- Born: Enriqueta Carrasco Navarrete July 4, 1913 Mexico City, Mexico
- Died: August 8, 1996 (aged 83) Mexico City, Mexico

= Queta Carrasco =

Mexican actress (1913–1996)

Queta Carrasco (July 4, 1913 — August 8, 1996) was a Mexican character actress.

==Early life==
Enriqueta Carrasco Navarrete was born in Mexico City, the daughter of Honorato Carrasco and Ada Navarrete. Her father was an engineer and her mother was an opera singer.
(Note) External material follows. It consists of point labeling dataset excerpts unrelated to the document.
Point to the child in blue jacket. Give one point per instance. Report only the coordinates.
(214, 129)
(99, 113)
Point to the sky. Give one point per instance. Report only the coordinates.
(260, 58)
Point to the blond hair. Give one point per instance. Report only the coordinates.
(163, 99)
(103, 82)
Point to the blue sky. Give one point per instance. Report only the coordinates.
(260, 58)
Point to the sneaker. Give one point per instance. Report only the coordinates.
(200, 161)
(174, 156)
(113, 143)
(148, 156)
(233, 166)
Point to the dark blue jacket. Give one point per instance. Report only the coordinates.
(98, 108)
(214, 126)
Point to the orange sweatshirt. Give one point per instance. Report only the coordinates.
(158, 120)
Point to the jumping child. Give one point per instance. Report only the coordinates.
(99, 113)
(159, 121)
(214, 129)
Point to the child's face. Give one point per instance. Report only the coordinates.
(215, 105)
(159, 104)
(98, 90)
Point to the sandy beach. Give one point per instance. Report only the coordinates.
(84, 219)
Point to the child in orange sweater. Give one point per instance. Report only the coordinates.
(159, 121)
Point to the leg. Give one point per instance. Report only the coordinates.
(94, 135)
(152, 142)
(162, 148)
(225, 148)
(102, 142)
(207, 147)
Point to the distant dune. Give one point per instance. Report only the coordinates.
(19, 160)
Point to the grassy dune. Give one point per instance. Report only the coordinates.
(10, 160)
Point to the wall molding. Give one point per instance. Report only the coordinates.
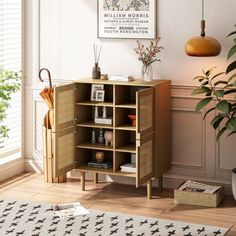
(11, 168)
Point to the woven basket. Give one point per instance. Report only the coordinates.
(199, 199)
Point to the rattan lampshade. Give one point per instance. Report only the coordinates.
(202, 46)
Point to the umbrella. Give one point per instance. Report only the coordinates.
(48, 96)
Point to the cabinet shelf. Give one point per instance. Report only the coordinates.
(86, 168)
(131, 148)
(126, 127)
(94, 103)
(95, 146)
(126, 105)
(91, 124)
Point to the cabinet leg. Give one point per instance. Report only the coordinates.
(149, 189)
(160, 183)
(95, 178)
(82, 180)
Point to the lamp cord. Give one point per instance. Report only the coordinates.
(202, 9)
(203, 21)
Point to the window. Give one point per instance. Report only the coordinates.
(10, 58)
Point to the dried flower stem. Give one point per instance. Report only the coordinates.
(148, 55)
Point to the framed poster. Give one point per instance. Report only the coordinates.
(127, 19)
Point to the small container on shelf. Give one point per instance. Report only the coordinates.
(99, 156)
(133, 119)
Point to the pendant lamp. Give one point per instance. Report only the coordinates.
(202, 46)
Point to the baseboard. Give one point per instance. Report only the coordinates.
(11, 168)
(34, 166)
(169, 181)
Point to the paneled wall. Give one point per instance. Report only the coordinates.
(60, 35)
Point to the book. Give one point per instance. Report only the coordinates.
(192, 186)
(131, 170)
(104, 164)
(69, 210)
(105, 121)
(128, 167)
(125, 78)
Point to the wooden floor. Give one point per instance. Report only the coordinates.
(118, 198)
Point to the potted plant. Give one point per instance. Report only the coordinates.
(216, 87)
(148, 55)
(9, 84)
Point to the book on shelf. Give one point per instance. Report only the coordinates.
(124, 78)
(105, 121)
(128, 167)
(104, 164)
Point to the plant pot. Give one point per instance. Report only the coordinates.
(147, 73)
(234, 182)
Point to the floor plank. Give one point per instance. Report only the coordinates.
(117, 198)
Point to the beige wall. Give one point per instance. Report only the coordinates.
(60, 35)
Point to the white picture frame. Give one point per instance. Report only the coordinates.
(94, 88)
(100, 95)
(125, 19)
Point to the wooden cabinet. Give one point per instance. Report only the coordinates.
(149, 139)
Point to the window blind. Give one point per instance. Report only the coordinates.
(10, 58)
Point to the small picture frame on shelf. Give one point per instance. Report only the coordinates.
(100, 95)
(94, 88)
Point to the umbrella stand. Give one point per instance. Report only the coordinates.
(48, 96)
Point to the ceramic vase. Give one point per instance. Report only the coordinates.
(147, 73)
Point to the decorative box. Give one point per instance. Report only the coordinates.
(199, 199)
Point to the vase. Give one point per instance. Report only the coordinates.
(234, 182)
(147, 73)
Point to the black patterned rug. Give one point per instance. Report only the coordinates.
(31, 219)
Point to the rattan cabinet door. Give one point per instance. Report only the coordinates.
(145, 112)
(63, 151)
(144, 159)
(64, 107)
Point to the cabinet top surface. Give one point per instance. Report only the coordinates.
(132, 83)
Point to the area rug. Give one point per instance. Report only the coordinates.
(31, 219)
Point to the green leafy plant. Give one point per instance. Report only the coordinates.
(9, 84)
(216, 87)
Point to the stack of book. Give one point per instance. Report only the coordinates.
(124, 78)
(104, 164)
(128, 167)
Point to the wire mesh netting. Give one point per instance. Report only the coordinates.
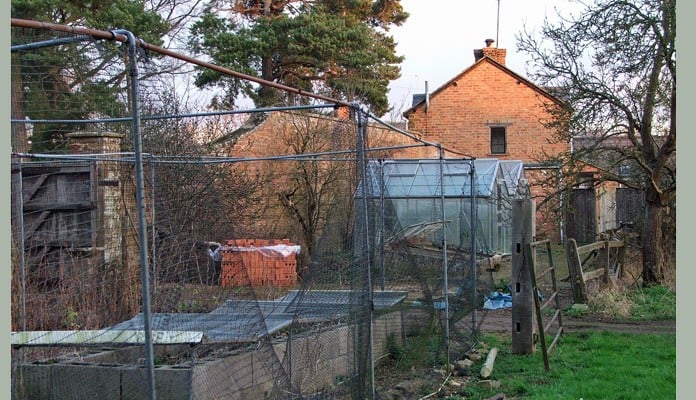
(163, 249)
Her older sister Ada Carrasco also became an actress, as did Ada's daughter Malena Doria.

==Career==
Carrasco's first role in a film came in 1962, in Ruletera a toda marcha, directed by Rafael Baledón; her sister Ada was also in that film. She was in more than forty Mexican films, mostly genre films, including La Venganza de Huracán Ramirez (1967, a "masked wrestler" film) Los Asesinos (1968), Un Quijote sin Mancha (1969), Elena y Raquel (1970), Pubertinaje (1971), El Águila Descalza (1971), Fé, Esperanza y Caridad (1973), La presidenta municipal (1975), Coyote and Bronca (1980), She also appeared in telenovelas including Gabriel y Gabriela (1982), Tú eres mi destino (1984), La indomable (1987), Ángeles blancos (1990), Vida robada (1991), Corazon salvaje (1993), and Dos mujeres, un camino (1993-1994), often playing grandmothers. She was acting to the very end of her life, with her last role in 1995 in the telenovela Alondra.

==Personal life==
Queta Carrasco died in 1996, in Mexico City, aged 83 years.